A scene from Waves
(© Stephen Cummiskey)
A scene from Waves
(© Stephen Cummiskey)
Imagine you're listening to and watching a video-supplemented radio play. Imagine seeing eight black-clad actors (Kate Duchene, Anastasia Hille, Kristin Hutchinson, Sean Jackson, Stephen Kennedy, Liz Kettle, Paul Ready, and Jonah Russell) fulfilling their emoting assignments while also taking on the many technicians' jobs -- the camera-crew work, the sound-effects demands, the silent props placement and removal, the behind-the scenes dresser chores. If you've got those images in your head, you've got a crystal-clear vision of director Katie Mitchell's singular Waves, now in a very limited run at the Duke on 42nd Street courtesy of Lincoln Center.

This stage adaptation of Virginia Woolf's seminal 1931 novel, The Waves couldn't be a more bravura theatrical experiment -- and one that fosters either fierce adulation or utter disdain. As the project -- first seen at London's National Theatre -- unfolds, no viewer would be convicted by a jury of peers for assuming that by final fade-out the lickety-split activity will add up to little more than a mesmerizing stunt.

But the astonishing beauty of the non-stop efforts Mitchell's troupe expend acquitting themselves of so much busy-work lies in the soul-shaking depths the unconventional play ultimately plumbs. Mitchell's approach to The Waves is instantly understood as the equivalent of Woolf's approach to what she refused to label a novel but for which she instead coined term "playpoem."

Call it what you will, the contents are a series of interior monologues by six friends thinking out loud during the years 1893 to 1933. Bernard, Louis, Neville, Susan, Rhoda and Jinny comment in exquisitely minute detail on their ambivalent selves, as well as about a seventh friend, Percival, for whom they all have deep feelings before and after his death.

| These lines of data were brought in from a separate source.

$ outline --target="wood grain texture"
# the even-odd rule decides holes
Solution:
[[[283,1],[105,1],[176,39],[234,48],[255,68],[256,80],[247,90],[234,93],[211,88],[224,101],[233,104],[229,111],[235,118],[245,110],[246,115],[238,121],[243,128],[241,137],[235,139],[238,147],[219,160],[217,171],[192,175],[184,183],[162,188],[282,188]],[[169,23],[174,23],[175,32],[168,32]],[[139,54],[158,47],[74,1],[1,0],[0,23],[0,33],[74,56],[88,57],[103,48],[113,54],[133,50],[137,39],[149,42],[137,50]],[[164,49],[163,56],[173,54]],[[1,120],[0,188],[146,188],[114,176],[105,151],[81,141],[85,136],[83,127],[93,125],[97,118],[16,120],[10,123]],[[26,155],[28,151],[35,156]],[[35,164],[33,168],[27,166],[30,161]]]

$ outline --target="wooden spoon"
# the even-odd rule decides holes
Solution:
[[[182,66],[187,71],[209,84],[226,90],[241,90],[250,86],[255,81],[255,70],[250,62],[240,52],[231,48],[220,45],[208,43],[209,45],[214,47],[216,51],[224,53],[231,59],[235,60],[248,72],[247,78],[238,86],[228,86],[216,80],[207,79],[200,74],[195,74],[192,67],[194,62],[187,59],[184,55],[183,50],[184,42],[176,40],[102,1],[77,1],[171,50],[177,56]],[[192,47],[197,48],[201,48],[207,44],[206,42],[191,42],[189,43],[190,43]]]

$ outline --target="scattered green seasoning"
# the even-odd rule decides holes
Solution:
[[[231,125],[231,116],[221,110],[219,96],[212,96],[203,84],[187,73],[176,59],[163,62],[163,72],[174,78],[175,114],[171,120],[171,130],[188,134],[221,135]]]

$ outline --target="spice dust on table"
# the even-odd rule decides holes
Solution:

Much of the Woolf characters' contemplating their lives and the world around them is devoted to figuring out who they are -- what makes up a complete person. Because Woolf was depressed during much of her own life and eventually became a successful suicide, there's no surprise in her remaining pessimistic about anyone's ever solving the riddle she ponders or, more than that, anyone existing in less than irreconcilable isolation.

Mitchell cannily matches Woolf's implied observations about the fragmented human psyche by splitting Bernard, Louis and the others into two or more. While one of her players is screened as either say Susan, Rhoda, or Percival, another player reads the character's thoughts at one of the many microphones placed on a stage that set designer Vicki Mortimer has also set with numerous tables, a blackboard, black-metal etageres groaning with props, and a screen to accommodate the scenes the ensemble are enacting live. The tireless actors then supply the sounds of birds flying, of tea being poured, of pens scribbling notes.

While Waves may seem horribly academic, even pretentious to some theatergoers, it's almost impossible to not to marvel at how it coalesces.